China Has Made A Supercomputer Work Without A GPU — Here's How
Saying no to Nvidia graphics cards and focusing on self-sufficiency instead is no easy feat, but China is doing this as the AI race rages. Looking to boost its domestic technology, the country has made significant strides in many areas. While producing a lithium-metal battery with double the energy density on a three-minute charge is certainly impressive, it pales in comparison to China's latest supercomputer.
Named LineShine, the supercomputer is capable of delivering up to 1.54 exaflops with its multiple LX2 processors (built on the Armv9 architecture), each consisting of 304 CPU cores. Though most supercomputers rely heavily on GPUs for parallel computing, LineShine works without one, opting for CPUs for its coordination and general computing operations. So how does the supercomputer work without a GPU? Well, it all boils down to a clever workaround that replaces GPUs with a whole army of cores. LineShine houses 20,480 compute nodes, and each one contains two processors, bringing the core tally to 2,451,840.

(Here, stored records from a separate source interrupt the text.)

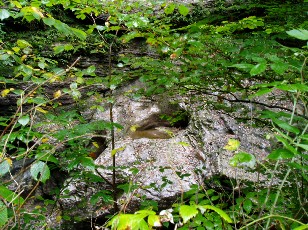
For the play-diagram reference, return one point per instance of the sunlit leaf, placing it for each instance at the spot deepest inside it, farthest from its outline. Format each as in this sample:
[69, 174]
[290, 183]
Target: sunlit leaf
[154, 220]
[220, 212]
[3, 214]
[257, 69]
[57, 94]
[41, 110]
[187, 212]
[299, 34]
[183, 10]
[24, 120]
[49, 21]
[10, 196]
[169, 8]
[5, 166]
[4, 14]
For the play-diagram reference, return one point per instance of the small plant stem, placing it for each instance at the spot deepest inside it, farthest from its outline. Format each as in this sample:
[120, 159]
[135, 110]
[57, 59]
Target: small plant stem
[114, 185]
[269, 217]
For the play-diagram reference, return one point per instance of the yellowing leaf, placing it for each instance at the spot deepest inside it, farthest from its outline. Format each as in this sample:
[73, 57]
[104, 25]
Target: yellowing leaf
[41, 110]
[57, 94]
[232, 145]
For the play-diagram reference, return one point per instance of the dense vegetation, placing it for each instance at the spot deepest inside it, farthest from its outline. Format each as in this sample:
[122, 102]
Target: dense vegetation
[234, 52]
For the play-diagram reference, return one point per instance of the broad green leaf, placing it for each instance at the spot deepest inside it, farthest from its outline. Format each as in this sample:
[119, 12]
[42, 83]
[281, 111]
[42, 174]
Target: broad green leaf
[169, 8]
[23, 43]
[4, 14]
[293, 87]
[89, 71]
[183, 10]
[43, 156]
[10, 196]
[232, 145]
[40, 171]
[4, 57]
[303, 146]
[243, 160]
[58, 49]
[247, 205]
[24, 120]
[243, 66]
[5, 166]
[49, 21]
[145, 212]
[279, 154]
[286, 144]
[154, 221]
[62, 27]
[299, 34]
[3, 214]
[220, 212]
[79, 33]
[187, 212]
[261, 92]
[302, 227]
[257, 69]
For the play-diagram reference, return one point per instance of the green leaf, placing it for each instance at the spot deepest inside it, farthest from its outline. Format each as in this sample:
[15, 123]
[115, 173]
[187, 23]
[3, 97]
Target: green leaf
[58, 49]
[286, 144]
[247, 205]
[261, 92]
[5, 166]
[279, 154]
[3, 214]
[303, 146]
[49, 21]
[62, 27]
[40, 171]
[24, 120]
[79, 33]
[187, 212]
[169, 8]
[183, 10]
[4, 14]
[89, 71]
[243, 160]
[154, 220]
[299, 34]
[243, 66]
[257, 69]
[220, 212]
[23, 44]
[302, 227]
[43, 156]
[10, 196]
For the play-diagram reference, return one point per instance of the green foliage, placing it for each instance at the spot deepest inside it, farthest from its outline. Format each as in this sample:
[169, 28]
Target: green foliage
[243, 50]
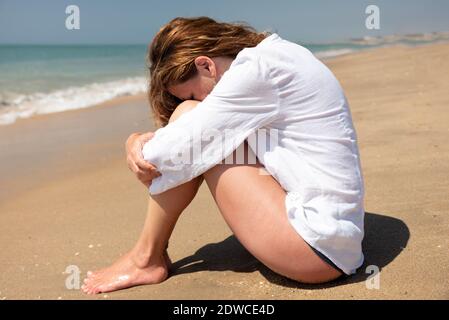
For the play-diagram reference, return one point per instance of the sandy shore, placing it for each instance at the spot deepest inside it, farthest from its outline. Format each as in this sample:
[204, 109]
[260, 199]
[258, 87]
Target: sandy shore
[68, 198]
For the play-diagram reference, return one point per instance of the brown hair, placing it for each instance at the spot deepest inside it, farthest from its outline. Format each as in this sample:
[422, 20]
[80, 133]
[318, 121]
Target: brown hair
[173, 50]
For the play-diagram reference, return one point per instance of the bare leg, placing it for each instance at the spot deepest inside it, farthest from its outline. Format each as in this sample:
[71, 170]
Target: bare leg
[148, 261]
[253, 206]
[255, 211]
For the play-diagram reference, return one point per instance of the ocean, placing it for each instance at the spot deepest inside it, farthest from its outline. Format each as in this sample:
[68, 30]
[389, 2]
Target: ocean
[39, 79]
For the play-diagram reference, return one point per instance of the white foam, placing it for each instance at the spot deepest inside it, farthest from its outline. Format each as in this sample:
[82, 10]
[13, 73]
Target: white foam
[24, 106]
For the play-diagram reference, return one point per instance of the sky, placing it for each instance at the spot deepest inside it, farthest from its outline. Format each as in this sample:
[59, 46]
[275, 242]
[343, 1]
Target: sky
[136, 21]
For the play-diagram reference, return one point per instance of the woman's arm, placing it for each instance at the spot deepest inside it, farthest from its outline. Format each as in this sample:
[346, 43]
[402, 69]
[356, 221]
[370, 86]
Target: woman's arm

The SME, or the Scalable Matrix Extension, and the Arm SVE Scalable Vector Extension, both available in each core, provide the extra push, as they support matrix and vector operations for computing and AI training. Since every core has both instruction and data 32 KB L1 caches (along with clusters sharing 28.5 MB L2 cache), it has no problem moving data to the processor smoothly. Finally, the LQLink high-speed network operating at 1.6 Tb/s per node connects all the cores, allowing LineShine to do all operations without a GPU.
How does the LineShine compare to standard supercomputers?
Though the design of the supercomputer LineShine is nothing short of a technological marvel, it's not without its flaws. Credit where it's due: the CPU-only design does eliminate any GPU memory limitations. However, as a CPU-only system, it's simply not as efficient when compared with heterogeneous CPU/GPU supercomputers. It may be effective overall, but it isn't well-equipped for high-density AI throughput.
The CPU-only supercomputer also loses some of its luster when you compare it to the likes of El Capitan. Whereas LineShine can sustain 1.54-exaflop performance, El Capitan (which remains the fastest supercomputer in the world) significantly outpaces it with its 1.809 exaflops. In isolation, LineShine's total core count of 2.45 million cores seems impressive until you stack them against El Capitan's 11.3 million cores.
In an era when Nvidia is announcing personal AI computers, the LineShine could be a necessary compromise. It may not have the power or efficiency of Western supercomputers, but it certainly makes up for it in sheer adaptability. It makes you wonder what kind of machines the Chinese National Supercomputing Center will be able to conjure up when they build up a stock of domestically made GPUs.